Everything happening in Crimea and eastern Ukraine passed through the Kremlin’s prism, so that by the time any news reached Europeans, Americans, or Russia’s own citizens, it had been transformed into falsehoods supporting an alternative reality favorable to Russia. This was the futuristic non-linear warfare Surkov had slyly telegraphed in his dystopian story. It is a strategy, he has said, that uses “conflict to create a constant state of destabilized perception, in order to manage and control.”
The Trump team, both during its transition to power at the end of 2016 and in the early stages of its administration, can come across as an indecipherable swirl of contradictions, conflicting reports, and apparent hypocrisies. This can seem, at first blush, like the obvious result of an inexperienced, seat-of-the-pants president and a leadership style that favors flash over substance. We hear talk of draining the swamp, yet billionaires and special interests seem to have quickly infiltrated a White House that Trump assured his supporters would disavow elites. As former Federal Election Commission member Ann Ravel put it in November, “The alligators are multiplying.” Meanwhile, as controversial Cabinet picks like Jeff Sessions, Scott Pruitt, and Rex Tillerson went through the confirmation process, Trump continued sucking up media attention, picking fights on Twitter, doubling down on long-discredited lies, and sparking biweekly conflagrations. The effect is a permanent state of disorder: a de-stabilized media, an exasperated citizenry, and a fractured opposition, divided and pulled into mudslinging sideshows. In some ways, it resembles Surkov’s non-linear warfare.

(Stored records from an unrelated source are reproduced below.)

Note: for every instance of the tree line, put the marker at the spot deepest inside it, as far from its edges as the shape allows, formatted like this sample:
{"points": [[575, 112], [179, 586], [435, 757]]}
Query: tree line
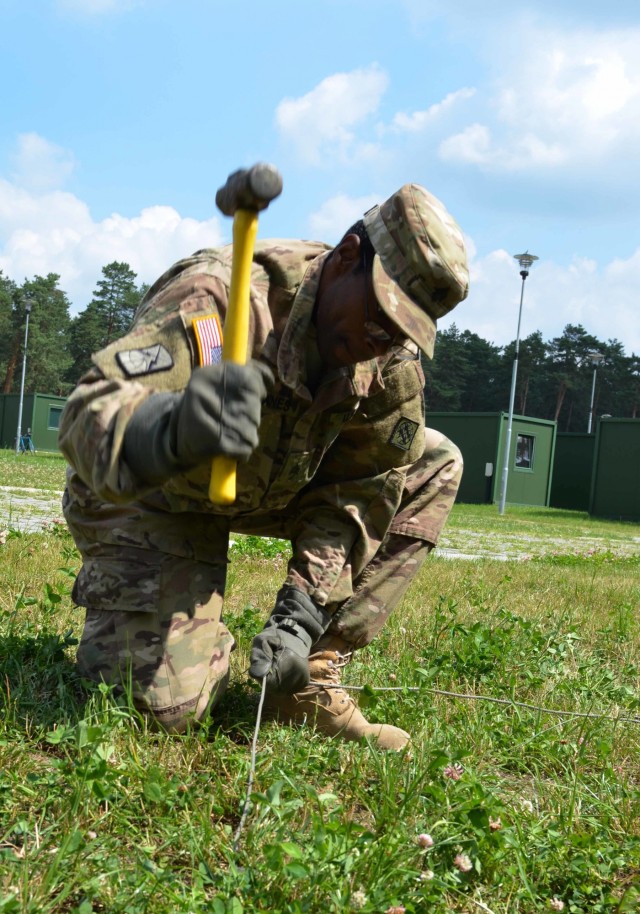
{"points": [[468, 373]]}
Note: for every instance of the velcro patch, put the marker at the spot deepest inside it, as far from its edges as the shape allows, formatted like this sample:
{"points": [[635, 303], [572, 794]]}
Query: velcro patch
{"points": [[144, 361], [403, 433]]}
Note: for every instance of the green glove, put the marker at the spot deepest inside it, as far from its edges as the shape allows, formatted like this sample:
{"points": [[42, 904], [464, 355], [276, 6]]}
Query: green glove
{"points": [[281, 650], [218, 413]]}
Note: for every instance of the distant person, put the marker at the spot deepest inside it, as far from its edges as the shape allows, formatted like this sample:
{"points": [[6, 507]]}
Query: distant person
{"points": [[26, 443], [327, 421]]}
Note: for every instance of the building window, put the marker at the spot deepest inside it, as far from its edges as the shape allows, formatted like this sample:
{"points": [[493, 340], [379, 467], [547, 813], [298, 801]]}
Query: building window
{"points": [[524, 452], [54, 417]]}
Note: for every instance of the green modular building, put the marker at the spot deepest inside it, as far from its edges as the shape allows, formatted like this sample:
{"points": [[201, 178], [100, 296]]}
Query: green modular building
{"points": [[573, 471], [615, 483], [482, 436], [40, 412]]}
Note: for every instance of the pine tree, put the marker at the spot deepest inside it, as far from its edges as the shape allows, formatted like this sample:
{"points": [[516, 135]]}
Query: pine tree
{"points": [[106, 318]]}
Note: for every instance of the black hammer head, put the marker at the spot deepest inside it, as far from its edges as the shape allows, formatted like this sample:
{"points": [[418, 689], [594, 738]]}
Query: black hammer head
{"points": [[249, 188]]}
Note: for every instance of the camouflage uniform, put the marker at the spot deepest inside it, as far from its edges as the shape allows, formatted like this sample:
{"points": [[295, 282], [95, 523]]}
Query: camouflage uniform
{"points": [[344, 468]]}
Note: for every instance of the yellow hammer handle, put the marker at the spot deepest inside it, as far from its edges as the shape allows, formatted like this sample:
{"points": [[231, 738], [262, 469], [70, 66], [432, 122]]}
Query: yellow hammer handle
{"points": [[222, 485]]}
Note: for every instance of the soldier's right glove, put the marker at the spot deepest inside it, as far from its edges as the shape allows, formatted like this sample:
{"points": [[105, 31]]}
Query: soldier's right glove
{"points": [[281, 650], [218, 413]]}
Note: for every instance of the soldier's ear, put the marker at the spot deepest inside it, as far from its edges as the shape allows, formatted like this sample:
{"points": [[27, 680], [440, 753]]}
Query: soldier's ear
{"points": [[347, 254]]}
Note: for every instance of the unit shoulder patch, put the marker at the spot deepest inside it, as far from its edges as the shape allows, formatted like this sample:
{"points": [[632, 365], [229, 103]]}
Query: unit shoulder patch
{"points": [[404, 431], [146, 360]]}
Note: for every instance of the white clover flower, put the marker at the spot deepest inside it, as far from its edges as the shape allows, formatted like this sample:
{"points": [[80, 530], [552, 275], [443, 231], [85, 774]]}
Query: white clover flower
{"points": [[463, 863], [425, 840], [358, 899]]}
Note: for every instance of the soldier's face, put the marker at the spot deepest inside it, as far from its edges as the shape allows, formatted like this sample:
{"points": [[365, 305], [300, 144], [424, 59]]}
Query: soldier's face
{"points": [[346, 302]]}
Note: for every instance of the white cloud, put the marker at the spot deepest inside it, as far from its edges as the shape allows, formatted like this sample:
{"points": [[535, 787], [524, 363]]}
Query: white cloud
{"points": [[321, 124], [600, 297], [568, 100], [39, 164], [336, 215], [54, 233], [419, 120]]}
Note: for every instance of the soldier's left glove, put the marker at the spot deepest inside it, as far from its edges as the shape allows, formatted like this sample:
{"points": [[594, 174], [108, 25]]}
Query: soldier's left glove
{"points": [[281, 650]]}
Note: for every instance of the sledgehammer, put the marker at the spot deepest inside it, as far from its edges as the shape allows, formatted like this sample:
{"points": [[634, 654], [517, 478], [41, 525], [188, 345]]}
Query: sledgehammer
{"points": [[245, 193]]}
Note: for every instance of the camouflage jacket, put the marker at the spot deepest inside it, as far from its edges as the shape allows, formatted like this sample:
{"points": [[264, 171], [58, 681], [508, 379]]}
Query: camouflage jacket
{"points": [[333, 459]]}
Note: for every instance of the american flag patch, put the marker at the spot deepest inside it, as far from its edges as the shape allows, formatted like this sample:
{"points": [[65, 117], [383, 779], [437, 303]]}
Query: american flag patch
{"points": [[208, 334]]}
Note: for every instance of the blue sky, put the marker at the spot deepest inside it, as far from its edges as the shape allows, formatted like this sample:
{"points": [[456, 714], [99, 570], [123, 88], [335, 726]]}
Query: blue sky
{"points": [[122, 117]]}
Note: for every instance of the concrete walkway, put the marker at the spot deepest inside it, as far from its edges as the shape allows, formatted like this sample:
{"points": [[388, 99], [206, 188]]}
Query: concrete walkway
{"points": [[31, 510]]}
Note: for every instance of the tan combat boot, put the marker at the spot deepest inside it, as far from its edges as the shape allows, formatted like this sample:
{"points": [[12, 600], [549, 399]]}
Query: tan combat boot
{"points": [[332, 710]]}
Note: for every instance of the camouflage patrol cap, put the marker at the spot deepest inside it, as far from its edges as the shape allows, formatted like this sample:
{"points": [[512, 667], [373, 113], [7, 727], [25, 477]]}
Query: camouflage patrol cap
{"points": [[420, 269]]}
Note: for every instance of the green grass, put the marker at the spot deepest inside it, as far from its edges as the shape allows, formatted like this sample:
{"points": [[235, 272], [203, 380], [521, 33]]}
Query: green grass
{"points": [[43, 471], [99, 814]]}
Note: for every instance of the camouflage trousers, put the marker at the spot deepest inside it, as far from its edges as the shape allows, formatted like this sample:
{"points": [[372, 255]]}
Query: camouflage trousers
{"points": [[173, 661], [163, 637]]}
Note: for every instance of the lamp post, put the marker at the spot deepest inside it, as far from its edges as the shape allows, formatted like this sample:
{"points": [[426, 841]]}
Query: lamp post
{"points": [[596, 358], [27, 310], [525, 260]]}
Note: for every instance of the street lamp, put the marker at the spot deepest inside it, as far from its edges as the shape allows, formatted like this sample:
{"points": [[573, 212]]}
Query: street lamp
{"points": [[596, 358], [525, 260], [27, 310]]}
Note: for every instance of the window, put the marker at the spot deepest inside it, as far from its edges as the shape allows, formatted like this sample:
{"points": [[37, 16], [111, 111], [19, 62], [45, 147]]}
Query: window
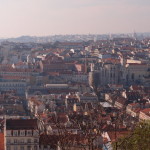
{"points": [[29, 133], [15, 140], [15, 147], [35, 140], [29, 141], [15, 133], [22, 148], [8, 148], [22, 141], [28, 147], [8, 141], [22, 133]]}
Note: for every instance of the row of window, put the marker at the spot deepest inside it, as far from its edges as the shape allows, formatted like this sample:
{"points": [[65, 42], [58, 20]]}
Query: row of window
{"points": [[16, 147], [22, 133], [17, 141]]}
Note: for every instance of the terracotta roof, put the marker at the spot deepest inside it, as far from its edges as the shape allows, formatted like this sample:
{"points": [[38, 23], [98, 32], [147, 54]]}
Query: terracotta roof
{"points": [[18, 124]]}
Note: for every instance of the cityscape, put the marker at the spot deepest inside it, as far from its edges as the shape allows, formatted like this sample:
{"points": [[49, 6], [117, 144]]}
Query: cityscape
{"points": [[75, 75]]}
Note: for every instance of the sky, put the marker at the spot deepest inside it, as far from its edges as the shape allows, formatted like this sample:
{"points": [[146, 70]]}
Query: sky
{"points": [[50, 17]]}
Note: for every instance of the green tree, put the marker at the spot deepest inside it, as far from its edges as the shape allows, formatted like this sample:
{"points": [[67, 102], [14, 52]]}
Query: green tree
{"points": [[139, 139]]}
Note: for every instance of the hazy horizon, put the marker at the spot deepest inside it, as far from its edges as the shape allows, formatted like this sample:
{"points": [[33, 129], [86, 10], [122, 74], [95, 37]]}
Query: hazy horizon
{"points": [[62, 17]]}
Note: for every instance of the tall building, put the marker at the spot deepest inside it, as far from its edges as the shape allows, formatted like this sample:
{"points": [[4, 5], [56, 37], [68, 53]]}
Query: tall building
{"points": [[21, 134]]}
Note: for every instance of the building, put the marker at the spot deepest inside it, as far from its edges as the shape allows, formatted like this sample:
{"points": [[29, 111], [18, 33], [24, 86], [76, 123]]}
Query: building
{"points": [[21, 134]]}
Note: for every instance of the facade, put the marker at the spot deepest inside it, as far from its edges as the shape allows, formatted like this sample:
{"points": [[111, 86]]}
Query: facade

What if all the Trumpian chaos that the “mainstream media” have come to take for granted as pugilism and vanity was part of a more cunning plan? What if Trump and chief strategist Steve Bannon were actually drawing from a sophisticated postmodern propaganda model developed by none other than Vladimir Putin, Vladislav Surkov, and their political technologists at the Kremlin? While Trump may not have state-controlled media at his disposal, as Putin does, to serve as 24-7 propaganda organs both domestically and abroad, his team is finding ways to shrewdly approximate Putin’s capacity to shape narratives and create alternative realities.
Trump and his team’s espousal of fake news, embrace of “alternative facts,” and relentless lying to reporters, political adversaries, and the American people sabotage a democratic playing field that has existed in this country for more than two centuries. Trump’s use of Twitter is equally destructive. By hijacking headlines and warping the news cycle through sheer gravitational force, Trump is rupturing the journalism landscape, one land-mine tweet at a time. The effect, it would seem, is to undercut any attempt at vigilant analysis or coherent investigation into his administration. He is the Distracter in Chief, a decoy in the bully pulpit whose self-perpetuating charade provides the perfect cover while shadier actors systematically transmogrify the democracy concealed in his prodigious shadow.